Friday, May 25, 2012
JH and difficulties of governing the EU
part of Habermas and the EU
Only this week has JH’s The Crisis of the European Union become available in the U.S. Polity delightfully divides its publication dates into “U.S.” and “ROW” [Rest of World]. Why the ROW get Polity books before the U.S. is a curious thing. But the U.S. edition reverses the order of essays, apparently. (The book description refers to the human rights essay as first, but it’s not first in the U.S. edition).
The EU situation is changing so quickly that one might wonder about the topicality of JH’s essay on the EU over a year after it was written. Of course, it’s topical for long-term issues of EU governance. But needs for action are in a quickly-changing environment.

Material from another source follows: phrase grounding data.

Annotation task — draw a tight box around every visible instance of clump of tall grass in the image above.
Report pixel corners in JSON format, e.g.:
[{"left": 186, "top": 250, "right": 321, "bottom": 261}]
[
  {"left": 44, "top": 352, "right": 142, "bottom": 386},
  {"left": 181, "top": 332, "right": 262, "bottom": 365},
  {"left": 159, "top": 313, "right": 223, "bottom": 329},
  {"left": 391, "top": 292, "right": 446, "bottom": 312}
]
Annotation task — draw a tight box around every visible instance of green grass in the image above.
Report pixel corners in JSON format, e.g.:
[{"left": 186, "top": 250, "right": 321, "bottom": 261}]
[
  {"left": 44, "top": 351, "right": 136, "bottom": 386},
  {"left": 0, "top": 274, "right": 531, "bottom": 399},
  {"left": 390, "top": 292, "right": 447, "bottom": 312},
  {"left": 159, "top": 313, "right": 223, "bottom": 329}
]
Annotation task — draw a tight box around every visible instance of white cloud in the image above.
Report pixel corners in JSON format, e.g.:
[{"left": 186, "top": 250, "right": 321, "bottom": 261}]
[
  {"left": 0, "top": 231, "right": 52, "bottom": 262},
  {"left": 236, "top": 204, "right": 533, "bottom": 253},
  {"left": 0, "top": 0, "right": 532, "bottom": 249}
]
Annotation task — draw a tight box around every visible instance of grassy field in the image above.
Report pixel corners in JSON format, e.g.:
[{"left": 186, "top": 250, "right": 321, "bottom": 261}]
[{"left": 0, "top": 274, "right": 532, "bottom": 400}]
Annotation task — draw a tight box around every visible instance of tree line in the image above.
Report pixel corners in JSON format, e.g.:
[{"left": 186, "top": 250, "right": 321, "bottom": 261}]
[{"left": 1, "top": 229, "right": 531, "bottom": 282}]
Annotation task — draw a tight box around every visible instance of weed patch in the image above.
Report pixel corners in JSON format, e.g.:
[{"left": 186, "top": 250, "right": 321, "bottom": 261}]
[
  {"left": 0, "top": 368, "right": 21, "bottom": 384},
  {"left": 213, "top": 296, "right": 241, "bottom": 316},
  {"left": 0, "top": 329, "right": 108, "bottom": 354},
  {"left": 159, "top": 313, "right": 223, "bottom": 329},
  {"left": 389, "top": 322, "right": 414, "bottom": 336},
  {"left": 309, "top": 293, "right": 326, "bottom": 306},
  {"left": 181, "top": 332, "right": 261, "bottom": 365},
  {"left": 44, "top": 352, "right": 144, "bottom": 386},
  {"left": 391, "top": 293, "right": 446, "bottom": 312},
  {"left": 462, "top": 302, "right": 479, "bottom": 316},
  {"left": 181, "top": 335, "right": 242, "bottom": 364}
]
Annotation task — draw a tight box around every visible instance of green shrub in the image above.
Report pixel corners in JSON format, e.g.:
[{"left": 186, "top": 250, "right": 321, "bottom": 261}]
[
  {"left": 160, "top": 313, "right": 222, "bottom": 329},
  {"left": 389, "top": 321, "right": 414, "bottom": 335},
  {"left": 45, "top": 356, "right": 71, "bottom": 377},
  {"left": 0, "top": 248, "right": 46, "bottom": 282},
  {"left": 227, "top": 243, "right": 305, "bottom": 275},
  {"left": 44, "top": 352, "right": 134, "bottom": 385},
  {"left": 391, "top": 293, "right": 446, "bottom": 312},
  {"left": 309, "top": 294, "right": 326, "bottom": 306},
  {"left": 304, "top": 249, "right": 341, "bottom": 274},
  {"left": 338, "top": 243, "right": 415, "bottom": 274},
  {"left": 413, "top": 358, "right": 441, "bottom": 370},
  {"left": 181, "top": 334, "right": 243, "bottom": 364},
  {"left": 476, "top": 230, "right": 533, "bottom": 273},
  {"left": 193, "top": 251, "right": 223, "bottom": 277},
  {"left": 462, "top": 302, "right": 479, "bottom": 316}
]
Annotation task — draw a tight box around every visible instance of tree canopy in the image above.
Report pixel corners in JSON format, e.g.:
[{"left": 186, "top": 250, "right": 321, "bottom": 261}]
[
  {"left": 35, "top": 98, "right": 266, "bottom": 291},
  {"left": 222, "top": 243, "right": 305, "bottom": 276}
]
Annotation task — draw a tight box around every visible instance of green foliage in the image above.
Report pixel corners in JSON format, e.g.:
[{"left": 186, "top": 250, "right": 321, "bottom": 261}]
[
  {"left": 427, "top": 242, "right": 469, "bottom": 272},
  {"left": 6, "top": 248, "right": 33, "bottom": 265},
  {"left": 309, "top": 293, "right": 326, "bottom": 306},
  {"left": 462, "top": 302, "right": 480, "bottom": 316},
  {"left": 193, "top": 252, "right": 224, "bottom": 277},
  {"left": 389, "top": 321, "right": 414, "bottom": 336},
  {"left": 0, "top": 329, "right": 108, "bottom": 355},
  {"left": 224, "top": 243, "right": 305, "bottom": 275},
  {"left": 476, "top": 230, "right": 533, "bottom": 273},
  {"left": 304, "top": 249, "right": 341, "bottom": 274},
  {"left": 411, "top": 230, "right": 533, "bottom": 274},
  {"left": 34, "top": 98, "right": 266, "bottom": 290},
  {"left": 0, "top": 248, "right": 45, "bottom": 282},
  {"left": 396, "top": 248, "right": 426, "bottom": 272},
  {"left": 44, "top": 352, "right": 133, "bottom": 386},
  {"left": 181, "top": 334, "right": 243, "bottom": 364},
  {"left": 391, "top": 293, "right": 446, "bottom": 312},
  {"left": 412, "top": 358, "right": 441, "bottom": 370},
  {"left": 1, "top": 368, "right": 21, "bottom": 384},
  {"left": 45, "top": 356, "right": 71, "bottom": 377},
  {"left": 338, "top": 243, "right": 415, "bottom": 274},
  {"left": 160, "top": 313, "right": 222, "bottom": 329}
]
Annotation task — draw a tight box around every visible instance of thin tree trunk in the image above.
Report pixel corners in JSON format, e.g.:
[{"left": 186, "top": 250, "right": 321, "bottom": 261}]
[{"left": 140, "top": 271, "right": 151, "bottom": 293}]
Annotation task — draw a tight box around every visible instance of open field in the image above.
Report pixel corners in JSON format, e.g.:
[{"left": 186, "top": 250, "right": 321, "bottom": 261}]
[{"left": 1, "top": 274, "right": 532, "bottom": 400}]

In any case, JH has provided his view more recently, mid-March, 2012: “Bringing the Integration of Citizens into line with the Integration of States.” But—ha!—Sarkozy was still President of France then. The Greek election had not yet wrecked new chaos. And now, growth-oriented policy is almost the consensus position (as Merkel looks increasingly isolated, both globally and domestically). How things change so quickly! [6/30/2012 note: That was an understatement, relative to the past month. I’ll get back to this topic eventually.]
I find JH’s March article to be an accurate assessment of what was going on, in March (though it’s understandly biased toward polemic that would be most relevant to a German audience, i.e., polemic against Merkel’s policies). But the accuracy I read might not be the accuracy that JH intends, for I see irony: The credibility of his critique of the lack of democratic efficacy by EU “technocrats” (causing a “legitimation crisis”) is undermined by his acknowledgement of complexities of EU democratization that he explicates later in his article, as if EU leadership, facing a near-term crisis, was supposed to have provided for resolution of long-term problems which JH finds intractible.
For example, his appreciation of national differences (against a homogenizing notion of European nationality, late in his article) undermines his earlier holding culpable EU leadership for not making more progress toward fiscal integration.
His blaming of EU leadership for not being more communicative is relative to information that is as widely available to anyone who reads the news as it’s available to JH because the EU leadership is so exposed to the press. It’s not that a public can’t know the reality of the fiscal problems (which I would enjoy detailing). It’s that an angry public is an inestimable mix of informed and ill-informed views, and angry citizens may favor vocal reactionism that’s ill-informed (ergo, reactionary populism), as well as constructive engagement.
No one is hiding the answer, because there is none. The EU is facing unprecedented times in its evolving. JH asserts that “each of us [should have] combined in his or her person the role of a national citizen with the role of a citizen of the European Union,” but not buy into a notion of European nationality. So, how? We may know good long-term answers (e.g., in terms of constitutional patriotism or cosmopolitan values), as readers of complex social theory (dealing theoretically with evolving identity formations), but the actual challenges of cultural-political-economic education in a fast-changing environment (e.g., unsustainability of welfare statist complacency in a tax-evasive global economy) call for appropriate appreciation of real near-term feasibilities—and constructive emphasis of the importance of giving attention to realistic interventions, beyond deconstructive polemic that any informed reader could endorse. Legarde puts it bluntly: “It’s payback time” in Greece.
Anyway, JH is certainly an exemplary polemical voice, and of course I’m a non-EU observer (but living in an economy that’s wedded to EU success, along with all other developed economies).
A highly complementary voice is Amartya Sen’s commentary this week for The New York Times, which more succinctly conveys the point that JH is generally making: “The Crisis of European Democracy.”